Thursday, March 17, 2011
Rutherford Physics Building 3600 rue University, Montreal, QC, H3A 2T8, CA

International Hands on Particle Physics Masterclasses bring up young investigators.

On March 17th McGill will open their doors and invite high school students to become particle physicists for one day. This year more than 8000 students will participate in the International Hands on Particle Physics Masterclasses and analyse real data from the new and powerful particle accelerator at CERN, Geneva, the Large Hadron Collider (LHC). The student groups from across Quebec will discuss the results of their measurements with groups from Brookhaven, New York, Gainesville, Florida and Tallahassee, Florida via videoconference, moderated by researchers at CERN and Fermilab. The goal is to make particle physics more accessible to the public.

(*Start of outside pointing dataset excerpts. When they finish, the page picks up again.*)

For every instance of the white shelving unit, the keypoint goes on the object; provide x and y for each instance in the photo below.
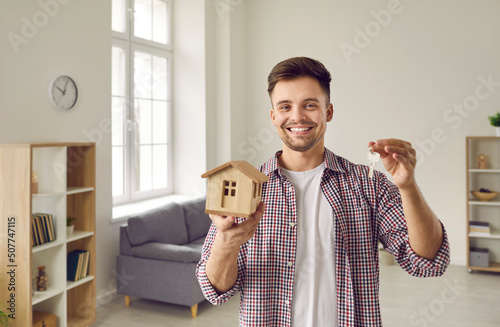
(485, 211)
(66, 186)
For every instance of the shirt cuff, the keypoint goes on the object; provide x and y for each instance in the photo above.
(208, 290)
(430, 268)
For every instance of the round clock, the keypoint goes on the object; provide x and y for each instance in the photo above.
(63, 92)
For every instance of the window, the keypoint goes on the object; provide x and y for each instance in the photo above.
(229, 188)
(141, 99)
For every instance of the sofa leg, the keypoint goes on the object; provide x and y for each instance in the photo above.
(194, 310)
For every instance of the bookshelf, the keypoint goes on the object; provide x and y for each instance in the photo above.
(483, 211)
(66, 186)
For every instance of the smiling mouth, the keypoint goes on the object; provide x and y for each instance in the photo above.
(299, 129)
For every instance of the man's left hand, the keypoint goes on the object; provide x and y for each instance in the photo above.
(399, 159)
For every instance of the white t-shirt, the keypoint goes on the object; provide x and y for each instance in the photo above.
(314, 301)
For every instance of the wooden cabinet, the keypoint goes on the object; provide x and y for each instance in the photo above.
(66, 186)
(483, 211)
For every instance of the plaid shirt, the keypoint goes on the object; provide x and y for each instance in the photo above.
(365, 210)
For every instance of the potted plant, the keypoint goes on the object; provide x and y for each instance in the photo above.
(495, 122)
(69, 225)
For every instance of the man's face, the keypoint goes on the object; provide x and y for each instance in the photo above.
(300, 113)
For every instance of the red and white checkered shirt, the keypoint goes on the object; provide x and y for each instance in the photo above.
(365, 211)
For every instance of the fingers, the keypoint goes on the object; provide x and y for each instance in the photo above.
(399, 150)
(223, 222)
(226, 222)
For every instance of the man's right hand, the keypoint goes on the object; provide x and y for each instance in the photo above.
(231, 234)
(222, 265)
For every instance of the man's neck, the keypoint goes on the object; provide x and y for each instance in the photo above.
(302, 161)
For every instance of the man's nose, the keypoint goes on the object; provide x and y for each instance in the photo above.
(297, 114)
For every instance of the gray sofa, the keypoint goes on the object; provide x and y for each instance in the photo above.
(159, 250)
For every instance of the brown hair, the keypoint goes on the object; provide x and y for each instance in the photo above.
(299, 67)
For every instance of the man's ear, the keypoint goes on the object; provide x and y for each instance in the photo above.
(329, 112)
(273, 117)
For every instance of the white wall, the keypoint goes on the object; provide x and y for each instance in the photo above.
(399, 82)
(75, 40)
(426, 60)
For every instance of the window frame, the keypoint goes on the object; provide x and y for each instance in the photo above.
(131, 43)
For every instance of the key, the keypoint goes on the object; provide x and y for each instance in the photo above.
(373, 158)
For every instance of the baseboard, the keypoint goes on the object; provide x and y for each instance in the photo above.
(103, 297)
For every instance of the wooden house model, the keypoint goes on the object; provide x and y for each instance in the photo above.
(234, 189)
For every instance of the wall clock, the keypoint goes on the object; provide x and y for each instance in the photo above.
(63, 92)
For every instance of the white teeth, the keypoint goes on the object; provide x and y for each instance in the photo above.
(296, 129)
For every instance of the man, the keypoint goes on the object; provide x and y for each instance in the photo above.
(309, 254)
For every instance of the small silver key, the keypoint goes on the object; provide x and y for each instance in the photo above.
(373, 158)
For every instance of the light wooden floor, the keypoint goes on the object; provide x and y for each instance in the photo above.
(456, 299)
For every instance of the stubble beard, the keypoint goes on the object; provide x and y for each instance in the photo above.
(308, 141)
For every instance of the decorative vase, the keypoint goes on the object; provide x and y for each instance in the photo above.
(41, 279)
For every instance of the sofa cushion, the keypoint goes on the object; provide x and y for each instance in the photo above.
(169, 252)
(197, 221)
(165, 224)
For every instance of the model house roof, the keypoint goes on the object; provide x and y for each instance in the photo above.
(242, 166)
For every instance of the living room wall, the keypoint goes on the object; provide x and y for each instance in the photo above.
(39, 40)
(400, 69)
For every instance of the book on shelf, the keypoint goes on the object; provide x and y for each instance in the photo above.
(78, 264)
(42, 228)
(479, 227)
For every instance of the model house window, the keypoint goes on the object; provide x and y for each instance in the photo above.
(141, 99)
(229, 188)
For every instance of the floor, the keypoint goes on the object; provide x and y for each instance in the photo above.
(458, 298)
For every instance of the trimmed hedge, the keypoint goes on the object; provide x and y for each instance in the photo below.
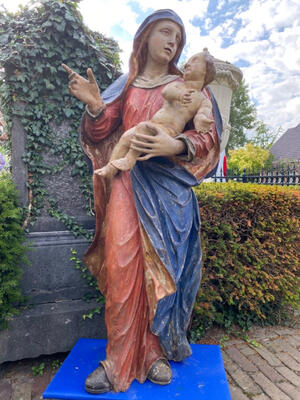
(12, 250)
(251, 257)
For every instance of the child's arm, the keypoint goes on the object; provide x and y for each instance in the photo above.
(202, 119)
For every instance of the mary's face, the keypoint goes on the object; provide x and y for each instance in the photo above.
(163, 41)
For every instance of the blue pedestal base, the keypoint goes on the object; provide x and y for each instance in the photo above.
(201, 376)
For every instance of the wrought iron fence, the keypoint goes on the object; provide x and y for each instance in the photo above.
(285, 175)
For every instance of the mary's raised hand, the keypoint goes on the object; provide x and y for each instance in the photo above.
(86, 90)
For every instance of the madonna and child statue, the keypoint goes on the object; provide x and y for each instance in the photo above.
(151, 136)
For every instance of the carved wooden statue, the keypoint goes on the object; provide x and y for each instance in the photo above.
(146, 252)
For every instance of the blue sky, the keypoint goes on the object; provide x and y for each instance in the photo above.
(261, 37)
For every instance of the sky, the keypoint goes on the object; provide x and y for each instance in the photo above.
(261, 37)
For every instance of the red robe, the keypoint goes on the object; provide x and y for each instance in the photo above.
(121, 257)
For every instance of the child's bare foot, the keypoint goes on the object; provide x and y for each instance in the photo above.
(123, 164)
(108, 171)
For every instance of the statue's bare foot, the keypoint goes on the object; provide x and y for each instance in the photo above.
(108, 171)
(122, 164)
(97, 381)
(160, 372)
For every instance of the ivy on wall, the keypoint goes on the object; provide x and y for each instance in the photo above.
(34, 88)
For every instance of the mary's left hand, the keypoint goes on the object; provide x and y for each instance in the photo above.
(157, 143)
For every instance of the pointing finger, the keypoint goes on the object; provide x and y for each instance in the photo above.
(91, 75)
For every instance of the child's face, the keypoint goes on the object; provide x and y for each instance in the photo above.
(195, 68)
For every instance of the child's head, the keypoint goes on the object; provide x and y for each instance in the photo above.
(200, 67)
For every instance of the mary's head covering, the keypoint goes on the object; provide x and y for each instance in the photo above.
(139, 53)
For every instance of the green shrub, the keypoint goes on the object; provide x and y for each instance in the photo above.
(12, 250)
(250, 241)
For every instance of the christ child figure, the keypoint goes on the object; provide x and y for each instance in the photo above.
(183, 101)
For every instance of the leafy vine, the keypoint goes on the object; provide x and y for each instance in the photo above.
(34, 88)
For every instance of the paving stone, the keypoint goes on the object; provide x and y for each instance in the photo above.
(232, 342)
(291, 350)
(245, 382)
(270, 372)
(269, 387)
(240, 359)
(261, 397)
(290, 390)
(289, 375)
(282, 346)
(5, 390)
(268, 356)
(246, 350)
(276, 346)
(21, 391)
(237, 394)
(263, 333)
(289, 361)
(297, 337)
(293, 342)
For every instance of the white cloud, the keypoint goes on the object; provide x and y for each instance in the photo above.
(269, 40)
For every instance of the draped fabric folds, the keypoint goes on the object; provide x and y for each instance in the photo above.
(146, 252)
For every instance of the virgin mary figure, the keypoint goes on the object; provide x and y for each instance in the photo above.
(146, 253)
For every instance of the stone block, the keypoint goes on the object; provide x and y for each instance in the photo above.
(49, 328)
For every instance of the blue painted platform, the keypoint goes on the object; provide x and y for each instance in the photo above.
(201, 376)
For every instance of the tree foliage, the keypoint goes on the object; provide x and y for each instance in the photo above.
(251, 258)
(248, 157)
(264, 137)
(12, 251)
(34, 89)
(242, 117)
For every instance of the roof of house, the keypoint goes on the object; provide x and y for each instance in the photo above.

Students will work on the first real data from the LHC, collected just a few months ago. Three experiments - ATLAS, CMS, and ALICE - have made data available for educational use within the program. Students can for example rediscover the Z boson or the structure of the proton, reconstruct "strange particles", or search for the elusive Higgs boson in particle tracks.
The basic idea of the annual program is to let students work as much as possible like real scientists. In an authentic environment they are allowed to gain insight into the international organisation of modern research; at the same time, they learn about the world of subatomic particles through easy-to-understand presentations by physicists who are themselves involved in particle physics research. Participants will examine the products of collisions of elementary particles traveling at close to the speed of light, racing through a 27-kilometer-circumference accelerator. Via videoconference, they will compare and discuss their findings with students in other countries - just like actual particle physicists do in international collaborations.
International Hands on Particle Physics Masterclasses take place under the central coordination of Michael Stoebe, McGill University, in close cooperation with the experimental high-energy physics group and the Physics Department at McGill and with the support of Kenneth Cecire, coordinator of the QuarkNet Masterclass.